Ces événements ont provoqué des déplacements de populations : les révoltes dans le monde arabe ont accéléré le processus migratoire et des milliers de migrants sont déjà arrivés en Italie depuis le mois de janvier tandis que d'autres ne pourront pas être accueillis. Quelles politiques d'immigration – possibles et réalisables – proposez-vous ?
Il est vrai, en particulier dans le cas de la Libye, que ceux qui pouvaient avoir recours à une ambassade sont retournés chez eux. Mais les « pauvres d'entre les pauvres » que sont les Éthiopiens, les Érythréens et de nombreux subsahariens » sont en Libye, non pas pour le travail, mais en transit vers l'Europe. Ces événements les font errer dans les rues en espérant trouver un passeur qui leur fera traverser la mer. En Égypte, et en Tunisie, de nombreux chômeurs se sont embarqués pour les côtes italiennes ; c'est vrai, cela fait beaucoup de monde qui migre. Mais peut-on reprocher à des gens qui n'ont pas de quoi vivre chez eux d'essayer d'aller en Europe pour pouvoir faire vivre leur famille et payer les études de leurs enfants.
Ce drame ne pourra pas cesser tant qu'une certaine justice internationale n'aura pas été mise en place. Ce n'est pas de gaîté de cœur que ces personnes veulent venir en Europe ! Tant que l'argent ne sera pas équitablement partagé entre les peuples, nous serons confrontés à cette question. Au début du siècle dernier, les Italiens sont arrivés en France pour ces mêmes motifs ; mais ils étaient chrétiens ! Une justice internationale doit exister pour aider les pays d'Afrique à aller de l'avant. Mais il faut un changement de mentalité. Lorsque j'allume la télévision en occident et que je vois toutes ces manifestations ou ces grèves pour les salaires, pour les écoles, pour les conditions de travail, pour la santé, pour le pouvoir d'achat, je me dis au fond de moi qu'ils ont sûrement de bonnes raisons. Mais si ces personnes allaient passer un mois en Afrique, au cœur de la brousse, peut-être que les mentalités changeraient. Bien sûr, il y a de la corruption, du clientélisme et beaucoup d'autres choses : mais cela existe aussi en occident. Tant que nous n'accepterons pas de partager la richesse mondiale, les migrations continueront ! Et si nous sommes chrétiens, nous sommes appelés à partager et pas seulement le superflu.

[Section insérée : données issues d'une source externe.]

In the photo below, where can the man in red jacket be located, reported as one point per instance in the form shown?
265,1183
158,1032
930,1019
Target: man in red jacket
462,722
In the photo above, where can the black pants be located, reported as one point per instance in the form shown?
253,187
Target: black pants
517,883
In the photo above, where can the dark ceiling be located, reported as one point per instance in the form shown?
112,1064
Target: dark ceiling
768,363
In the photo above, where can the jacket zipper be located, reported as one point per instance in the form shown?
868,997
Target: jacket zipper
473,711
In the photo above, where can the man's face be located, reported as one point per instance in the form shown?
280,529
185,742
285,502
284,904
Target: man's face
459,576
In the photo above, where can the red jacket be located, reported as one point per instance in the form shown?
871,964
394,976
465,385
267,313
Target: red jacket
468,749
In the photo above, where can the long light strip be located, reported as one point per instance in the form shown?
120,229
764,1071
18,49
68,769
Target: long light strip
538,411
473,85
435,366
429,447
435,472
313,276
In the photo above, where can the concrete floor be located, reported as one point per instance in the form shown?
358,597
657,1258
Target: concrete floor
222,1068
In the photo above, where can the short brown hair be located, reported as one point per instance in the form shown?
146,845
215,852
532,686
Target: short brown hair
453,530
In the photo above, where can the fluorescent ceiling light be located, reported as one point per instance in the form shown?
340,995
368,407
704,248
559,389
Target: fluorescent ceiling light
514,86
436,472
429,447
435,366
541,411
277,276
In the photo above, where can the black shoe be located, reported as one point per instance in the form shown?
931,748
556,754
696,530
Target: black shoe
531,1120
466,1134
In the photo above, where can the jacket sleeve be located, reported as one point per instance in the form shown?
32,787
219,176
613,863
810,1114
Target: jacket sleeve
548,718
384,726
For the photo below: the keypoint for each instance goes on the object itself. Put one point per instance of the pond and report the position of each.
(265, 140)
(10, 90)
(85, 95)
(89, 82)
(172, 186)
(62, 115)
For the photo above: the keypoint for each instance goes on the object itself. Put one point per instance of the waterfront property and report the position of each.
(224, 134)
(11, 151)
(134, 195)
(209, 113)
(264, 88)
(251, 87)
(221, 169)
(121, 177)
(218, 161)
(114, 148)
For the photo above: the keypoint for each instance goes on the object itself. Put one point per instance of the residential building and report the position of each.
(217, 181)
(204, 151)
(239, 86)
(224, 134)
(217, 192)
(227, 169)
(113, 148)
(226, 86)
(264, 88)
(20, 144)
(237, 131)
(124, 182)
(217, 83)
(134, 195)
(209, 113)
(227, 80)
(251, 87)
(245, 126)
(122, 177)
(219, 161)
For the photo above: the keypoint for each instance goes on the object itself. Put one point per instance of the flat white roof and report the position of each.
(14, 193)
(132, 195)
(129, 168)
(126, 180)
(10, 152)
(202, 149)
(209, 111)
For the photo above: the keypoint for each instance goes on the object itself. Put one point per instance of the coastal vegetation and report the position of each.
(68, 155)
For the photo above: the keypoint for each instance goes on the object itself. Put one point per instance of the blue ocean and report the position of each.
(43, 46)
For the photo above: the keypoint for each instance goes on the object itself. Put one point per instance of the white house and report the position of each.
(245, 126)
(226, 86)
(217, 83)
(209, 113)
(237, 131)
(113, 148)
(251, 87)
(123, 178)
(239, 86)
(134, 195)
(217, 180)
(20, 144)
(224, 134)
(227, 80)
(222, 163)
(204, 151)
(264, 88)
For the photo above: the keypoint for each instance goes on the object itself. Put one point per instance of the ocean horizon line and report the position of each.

Mais actuellement, ce qui se greffe sur la migration, c'est que la majorité des migrants sont musulmans et que dans notre esprit, un musulman est un extrémiste, un terroriste. Comment accueillir quelqu'un dont nous avons peur ? Là encore, nous avons à vivre une grande conversion. Nous, chrétiens qui avons la grâce de vivre en pays musulman, nous pouvons vous assurer que nous vivons des rencontres très enrichissantes dans la paix et la sérénité.
L'intervention occidentale dans ces pays continue de diviser. Les dissensions au sein de la communauté internationale persistent et que nous le voulions ou non – comme vous l'avez précisé dans un communiqué – la guerre au Proche-Orient sera toujours vue comme une « croisade ». Que faut-il faire pour dialoguer et tenter de trouver une solution pacifique ?
Nous avons employé le mot « croisade » dans notre communiqué, car il a été employé sur les deux rives de la Méditerranée. Mais dans notre esprit, il n'est nullement question de guerre de religion. Il y a seulement un appel pressant à plus de liberté, plus de dignité et plus de justice ; un appel pressant à devenir des citoyens responsables et non pas téléguidés. Mais en ce qui nous concerne, je veux réaffirmer, comme l'a souligné le Saint-Père que « la guerre ne résout rien » et que « lorsqu'elle s'enclenche, elle est aussi incontrôlable qu'une explosion dans un réacteur nucléaire ». « S'asseoir à une même table n'est-il pas l'unique chemin à prendre ensemble pour pouvoir retisser les liens qui ont été rompus et recomposer un tissu social qui bannit la revanche et la haine » ?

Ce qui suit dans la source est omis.